そんなトランプが2期目に入って「新規風力発電の建設を阻止する」として掲げた代表的な措置が連邦裁判所の判決5件に相次いでストップがかかった。特にトランプが特に目の敵にしている洋上風力はさらにそうだ。トランプはスコットランドの自分のゴルフ場近くの洋上風力の推進を阻止しようとして10年以上前に法的闘争で失敗した後、洋上風力に対する反感がさらに強まったという見方もある。
昨年12月、アメリカ合衆国内務省は「国家安全保障」を理由に連邦水域で工事中だった数十億ドル規模の洋上風力5件のリース手続きの中断を発表した。風力タービンがレーダー信号を妨害する可能性があるという論理だった。
しかし、2日(現地時間)連邦裁判所はデンマークのエネルギー企業オーステッドがニューヨーク州沿岸で推進中の「サンライズ・ウィンド」が工事を再開できると決定した。コロンビア特別区連邦地方裁判所のロイス・ランバース判事の判断だ。この決定は最近3週間の間に同じ問題でトランプ政権が5回目の敗訴を記録した判決となった。結果的に連邦水域で推進されていた5件の洋上風力プロジェクトすべてが「再開せよ」という司法の許可を受けることになった。
法的闘争が完全に終わったわけではない。
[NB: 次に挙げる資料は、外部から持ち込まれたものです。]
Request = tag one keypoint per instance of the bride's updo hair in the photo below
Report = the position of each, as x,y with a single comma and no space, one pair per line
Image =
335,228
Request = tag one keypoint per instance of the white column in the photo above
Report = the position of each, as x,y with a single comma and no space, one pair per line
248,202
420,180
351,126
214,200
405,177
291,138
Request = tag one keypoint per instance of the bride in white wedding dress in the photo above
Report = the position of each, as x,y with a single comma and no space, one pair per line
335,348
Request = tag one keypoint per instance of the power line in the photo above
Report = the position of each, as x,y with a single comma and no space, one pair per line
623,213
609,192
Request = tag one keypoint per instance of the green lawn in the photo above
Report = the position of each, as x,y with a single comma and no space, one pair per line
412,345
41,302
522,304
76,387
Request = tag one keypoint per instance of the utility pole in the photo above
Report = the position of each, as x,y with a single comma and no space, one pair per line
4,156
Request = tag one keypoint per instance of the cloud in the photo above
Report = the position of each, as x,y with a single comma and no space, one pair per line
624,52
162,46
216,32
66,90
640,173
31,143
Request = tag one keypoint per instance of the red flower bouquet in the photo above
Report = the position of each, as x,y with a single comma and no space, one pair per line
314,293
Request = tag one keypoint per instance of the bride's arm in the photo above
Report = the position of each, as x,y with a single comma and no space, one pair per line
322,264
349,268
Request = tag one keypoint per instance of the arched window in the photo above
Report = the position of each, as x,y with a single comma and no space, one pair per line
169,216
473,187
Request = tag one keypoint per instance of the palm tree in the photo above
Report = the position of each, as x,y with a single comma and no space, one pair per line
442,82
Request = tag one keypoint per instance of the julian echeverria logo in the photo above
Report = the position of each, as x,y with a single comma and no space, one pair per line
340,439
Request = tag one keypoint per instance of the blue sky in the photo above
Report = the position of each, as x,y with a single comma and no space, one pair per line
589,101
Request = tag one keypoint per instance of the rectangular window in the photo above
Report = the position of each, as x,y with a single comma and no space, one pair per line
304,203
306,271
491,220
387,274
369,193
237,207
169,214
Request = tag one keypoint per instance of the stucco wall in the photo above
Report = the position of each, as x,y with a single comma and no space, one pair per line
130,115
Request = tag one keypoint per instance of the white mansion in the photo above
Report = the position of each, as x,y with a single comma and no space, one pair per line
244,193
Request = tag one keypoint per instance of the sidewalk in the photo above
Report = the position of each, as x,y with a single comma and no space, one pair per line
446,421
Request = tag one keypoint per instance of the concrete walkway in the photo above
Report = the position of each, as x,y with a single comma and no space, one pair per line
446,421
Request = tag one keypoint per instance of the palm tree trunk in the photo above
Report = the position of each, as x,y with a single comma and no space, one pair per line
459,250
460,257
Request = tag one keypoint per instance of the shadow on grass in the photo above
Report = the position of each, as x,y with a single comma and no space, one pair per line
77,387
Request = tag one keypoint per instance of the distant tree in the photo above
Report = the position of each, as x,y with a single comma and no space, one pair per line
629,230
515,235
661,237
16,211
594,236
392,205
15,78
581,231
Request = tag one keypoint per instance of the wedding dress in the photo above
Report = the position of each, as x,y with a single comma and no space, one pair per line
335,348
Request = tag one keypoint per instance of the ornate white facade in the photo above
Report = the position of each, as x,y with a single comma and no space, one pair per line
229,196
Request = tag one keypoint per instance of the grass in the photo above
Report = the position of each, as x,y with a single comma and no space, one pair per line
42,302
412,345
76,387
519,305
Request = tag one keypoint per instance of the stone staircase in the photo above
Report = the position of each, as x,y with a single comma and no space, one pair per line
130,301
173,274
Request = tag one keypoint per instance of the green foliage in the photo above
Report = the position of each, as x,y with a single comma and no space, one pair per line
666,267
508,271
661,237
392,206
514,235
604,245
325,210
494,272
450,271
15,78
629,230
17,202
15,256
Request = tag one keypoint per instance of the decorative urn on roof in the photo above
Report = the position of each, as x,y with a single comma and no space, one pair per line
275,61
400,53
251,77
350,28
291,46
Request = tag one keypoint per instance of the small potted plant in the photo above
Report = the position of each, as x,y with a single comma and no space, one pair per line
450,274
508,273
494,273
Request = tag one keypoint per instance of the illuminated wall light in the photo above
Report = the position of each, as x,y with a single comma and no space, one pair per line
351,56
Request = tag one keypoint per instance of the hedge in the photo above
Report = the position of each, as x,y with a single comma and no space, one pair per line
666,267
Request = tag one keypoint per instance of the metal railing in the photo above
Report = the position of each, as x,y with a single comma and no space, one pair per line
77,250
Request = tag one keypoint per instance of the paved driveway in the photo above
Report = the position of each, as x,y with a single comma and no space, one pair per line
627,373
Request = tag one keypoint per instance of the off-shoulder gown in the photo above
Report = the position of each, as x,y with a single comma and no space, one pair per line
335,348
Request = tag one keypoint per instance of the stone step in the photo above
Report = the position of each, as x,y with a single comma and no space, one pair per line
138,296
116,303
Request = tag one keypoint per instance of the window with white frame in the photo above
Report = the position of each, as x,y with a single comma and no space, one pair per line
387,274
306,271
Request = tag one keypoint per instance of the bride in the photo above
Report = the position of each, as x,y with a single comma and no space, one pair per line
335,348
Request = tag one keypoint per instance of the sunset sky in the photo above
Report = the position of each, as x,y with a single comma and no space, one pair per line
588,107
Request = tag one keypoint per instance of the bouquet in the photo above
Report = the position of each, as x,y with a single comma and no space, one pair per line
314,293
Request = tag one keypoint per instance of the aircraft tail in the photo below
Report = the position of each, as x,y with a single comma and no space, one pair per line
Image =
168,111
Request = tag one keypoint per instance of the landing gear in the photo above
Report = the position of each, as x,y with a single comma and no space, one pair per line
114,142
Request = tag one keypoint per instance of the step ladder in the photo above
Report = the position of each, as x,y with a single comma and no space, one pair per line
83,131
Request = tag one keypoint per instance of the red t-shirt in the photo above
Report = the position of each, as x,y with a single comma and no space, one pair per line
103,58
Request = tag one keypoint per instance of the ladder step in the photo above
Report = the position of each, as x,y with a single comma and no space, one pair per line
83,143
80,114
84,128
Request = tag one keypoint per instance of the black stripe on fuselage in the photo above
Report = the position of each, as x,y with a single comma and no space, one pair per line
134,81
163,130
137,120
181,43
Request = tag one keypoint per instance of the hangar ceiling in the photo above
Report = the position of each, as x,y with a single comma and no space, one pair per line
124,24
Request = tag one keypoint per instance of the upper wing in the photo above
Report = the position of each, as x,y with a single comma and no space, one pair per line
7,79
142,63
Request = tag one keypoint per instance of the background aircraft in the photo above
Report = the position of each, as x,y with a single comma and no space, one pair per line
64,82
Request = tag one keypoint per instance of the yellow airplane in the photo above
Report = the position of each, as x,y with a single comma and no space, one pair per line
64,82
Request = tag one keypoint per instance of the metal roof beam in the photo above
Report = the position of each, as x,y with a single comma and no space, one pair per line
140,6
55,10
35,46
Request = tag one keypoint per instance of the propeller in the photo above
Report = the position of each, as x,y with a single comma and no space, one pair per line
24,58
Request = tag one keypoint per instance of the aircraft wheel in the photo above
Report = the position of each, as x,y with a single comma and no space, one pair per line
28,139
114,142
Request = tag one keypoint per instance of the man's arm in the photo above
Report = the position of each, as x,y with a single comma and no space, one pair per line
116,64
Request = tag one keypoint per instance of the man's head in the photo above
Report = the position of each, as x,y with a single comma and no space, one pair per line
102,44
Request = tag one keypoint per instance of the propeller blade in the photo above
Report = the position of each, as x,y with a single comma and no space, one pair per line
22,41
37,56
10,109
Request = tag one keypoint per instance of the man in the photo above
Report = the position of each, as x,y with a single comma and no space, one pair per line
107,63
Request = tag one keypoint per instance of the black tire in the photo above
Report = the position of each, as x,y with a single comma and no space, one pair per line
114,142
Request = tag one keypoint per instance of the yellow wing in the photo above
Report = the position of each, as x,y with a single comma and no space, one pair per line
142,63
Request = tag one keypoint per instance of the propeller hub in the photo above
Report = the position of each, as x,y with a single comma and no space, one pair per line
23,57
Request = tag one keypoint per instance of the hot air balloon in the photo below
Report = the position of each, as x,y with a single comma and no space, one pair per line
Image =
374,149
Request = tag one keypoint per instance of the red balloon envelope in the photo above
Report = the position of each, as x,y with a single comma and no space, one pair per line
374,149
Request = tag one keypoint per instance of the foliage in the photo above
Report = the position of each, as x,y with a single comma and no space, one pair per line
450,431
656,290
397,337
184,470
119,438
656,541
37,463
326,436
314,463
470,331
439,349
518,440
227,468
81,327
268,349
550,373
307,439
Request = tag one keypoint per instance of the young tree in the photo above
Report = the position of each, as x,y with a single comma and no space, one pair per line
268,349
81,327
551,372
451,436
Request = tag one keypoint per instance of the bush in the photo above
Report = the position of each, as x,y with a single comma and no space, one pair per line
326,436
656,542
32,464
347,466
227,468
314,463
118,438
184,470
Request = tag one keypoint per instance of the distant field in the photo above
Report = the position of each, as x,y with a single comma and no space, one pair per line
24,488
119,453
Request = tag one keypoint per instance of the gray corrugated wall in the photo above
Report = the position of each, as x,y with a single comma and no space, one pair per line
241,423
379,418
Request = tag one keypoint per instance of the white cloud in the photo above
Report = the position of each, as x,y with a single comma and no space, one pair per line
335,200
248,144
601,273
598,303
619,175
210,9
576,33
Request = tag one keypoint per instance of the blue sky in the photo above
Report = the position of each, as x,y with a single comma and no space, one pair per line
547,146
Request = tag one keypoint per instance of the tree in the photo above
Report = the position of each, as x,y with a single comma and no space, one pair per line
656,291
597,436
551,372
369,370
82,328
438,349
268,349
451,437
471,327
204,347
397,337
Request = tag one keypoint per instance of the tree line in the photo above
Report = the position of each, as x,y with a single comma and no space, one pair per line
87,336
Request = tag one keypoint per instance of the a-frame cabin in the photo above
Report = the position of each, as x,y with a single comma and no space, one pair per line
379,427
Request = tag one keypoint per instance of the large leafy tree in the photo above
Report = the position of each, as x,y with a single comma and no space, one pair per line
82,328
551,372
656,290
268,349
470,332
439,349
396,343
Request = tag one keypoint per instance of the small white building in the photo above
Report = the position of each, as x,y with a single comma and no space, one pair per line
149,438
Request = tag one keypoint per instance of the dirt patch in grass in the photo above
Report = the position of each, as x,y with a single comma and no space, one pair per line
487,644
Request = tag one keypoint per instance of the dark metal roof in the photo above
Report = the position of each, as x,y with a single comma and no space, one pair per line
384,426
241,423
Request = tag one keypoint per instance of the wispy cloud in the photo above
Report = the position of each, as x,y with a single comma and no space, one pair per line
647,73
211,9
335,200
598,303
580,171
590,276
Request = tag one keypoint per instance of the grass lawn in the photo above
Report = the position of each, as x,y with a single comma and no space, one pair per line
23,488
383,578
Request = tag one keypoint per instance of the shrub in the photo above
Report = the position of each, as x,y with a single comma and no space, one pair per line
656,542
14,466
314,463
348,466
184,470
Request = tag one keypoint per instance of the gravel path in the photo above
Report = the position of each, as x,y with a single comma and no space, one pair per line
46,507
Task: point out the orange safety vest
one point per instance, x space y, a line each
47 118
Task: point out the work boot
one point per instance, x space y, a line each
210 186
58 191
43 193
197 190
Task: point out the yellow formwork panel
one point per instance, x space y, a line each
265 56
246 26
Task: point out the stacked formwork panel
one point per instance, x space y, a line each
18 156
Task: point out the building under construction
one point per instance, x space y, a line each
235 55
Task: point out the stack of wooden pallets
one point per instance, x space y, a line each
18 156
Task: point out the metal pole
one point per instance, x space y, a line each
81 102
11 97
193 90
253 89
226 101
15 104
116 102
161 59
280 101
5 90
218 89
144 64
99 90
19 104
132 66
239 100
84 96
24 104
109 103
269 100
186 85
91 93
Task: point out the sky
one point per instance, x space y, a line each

トランプ政権が控訴するかどうかはまだ不透明だ。しかし、洋上風力擁護団体ターン・フォワードのヒラリー・ブライト事務局長は「5回の判決と5回の同じ結論が出た」とし、「訴訟が生んだ不確実性を今終わらせ、承認されたプロジェクトがすべきことを終えさせるべきだ」と述べた。内務省は訴訟が進行中という理由でコメントの要請を拒否した。
興味深いのは、トランプの攻撃にもかかわらず風力と再生可能エネルギーの拡大速度が簡単に鈍らないという点だ。連邦エネルギー規制委員会(FERC)の資料を引用した集計によると、2025年1〜11月にアメリカで新たに設置された発電設備の中で風力と太陽光が合わせて「ほぼ90%」を占めた。
太陽光とバッテリー蓄電装置の急成長が大きな割合を占めたが、風力も設置増加傾向が顕著だった。風力は同期間の新規設備の約15.8%を占め、2025年1〜11月の新規風力設置量(5563MW)は前年同期比で71%増加した。
投資家の視点も完全には変わっていない。トランプ政権が環境に優しいエネルギーに対する連邦支援を大幅に減らし、風力・再生可能エネルギープロジェクトを訴訟で圧迫しようとしても、電力価格の上昇とデータセンター発電需要の急増が「クリーン電力」の展望を支えているという見方が出ている。
今回再開判決が出たサンライズ・ウィンドは工事が約半分近く進んだ状態だと伝えられている。事業者は完成すればニューヨーク州約60万世帯に電力を供給できると述べている。今年中に電力供給を開始できるという見通しも出ているが、具体的なスケジュールは今後の法的手続きと工事再開の速度次第だ。